Comment by bigiain

1 year ago

The complexity you avoid by choosing this 'scale vertically all the way' approach is _huge_.

Like you say, deploy read replicas or automate regular backups (with regularly tested restore automation), whatever you need to meet your RTO and RPOs.

You need to be able to ignore any ignorant sales/marketing/growth management that try to tell you "we can't afford any downtime at all!!!" and have enough internal political power on the tech side. Tech leadership should be able to document the costs of each extra nine of uptime to senior management and have them acknowledge that occasional second or perhaps even minutes of downtime during failover is acceptable.

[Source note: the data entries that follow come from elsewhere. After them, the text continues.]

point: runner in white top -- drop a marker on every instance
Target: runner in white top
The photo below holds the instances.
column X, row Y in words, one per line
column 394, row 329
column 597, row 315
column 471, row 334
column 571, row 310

By the time you start approaching the limits of your server with two 64 core epyc CPUs and 3TB of RAM and 24 NVMe flash SSDs - hopefully you no longer need to take advice from randoms on HN because you should by then have 100+ database and network engineers working follow the sun shifts with some _really_ smart and deeply experienced dedicated database leadership managing them.

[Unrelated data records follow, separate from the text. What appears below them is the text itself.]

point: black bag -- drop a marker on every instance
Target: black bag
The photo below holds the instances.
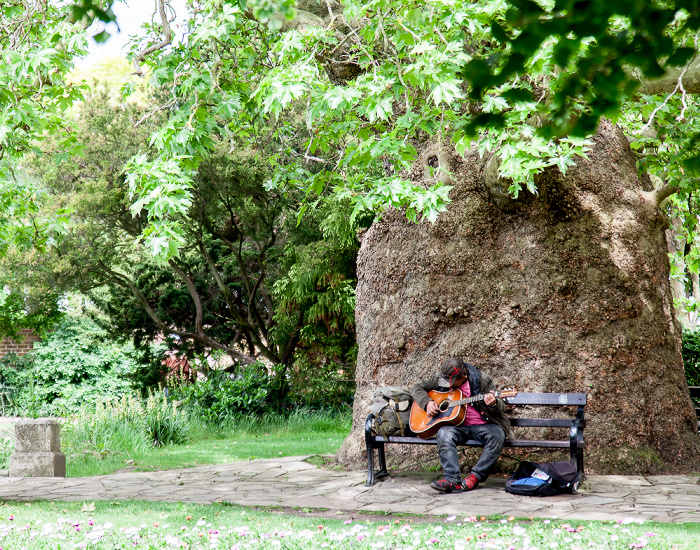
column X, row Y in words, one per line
column 543, row 480
column 392, row 410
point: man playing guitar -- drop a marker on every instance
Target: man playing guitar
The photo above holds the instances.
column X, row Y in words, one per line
column 485, row 421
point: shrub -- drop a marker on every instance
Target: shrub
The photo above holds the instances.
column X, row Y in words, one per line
column 222, row 395
column 691, row 356
column 75, row 364
column 164, row 424
column 126, row 424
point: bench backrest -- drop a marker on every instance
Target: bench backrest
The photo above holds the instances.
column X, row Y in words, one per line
column 571, row 399
column 553, row 399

Or, you need to get someone on board to teach all your junior devs or "vibe coders" about database indexes and how to construct queries that don't do multiple fulltable scans just to render some user profile widget on every page load... "But it wrks fine on my laptop!!!" (with a whole 7 user accounts and 47 rows in the user_activity table...)

1 comment

bigiain

stavros 1 year ago

Honestly, so few companies do this that you'll have a massive execution advantage by just avoiding the network where possible.

The "scalability by default" mindset has wasted billions of hours of productivity globally, yet we're still doing it.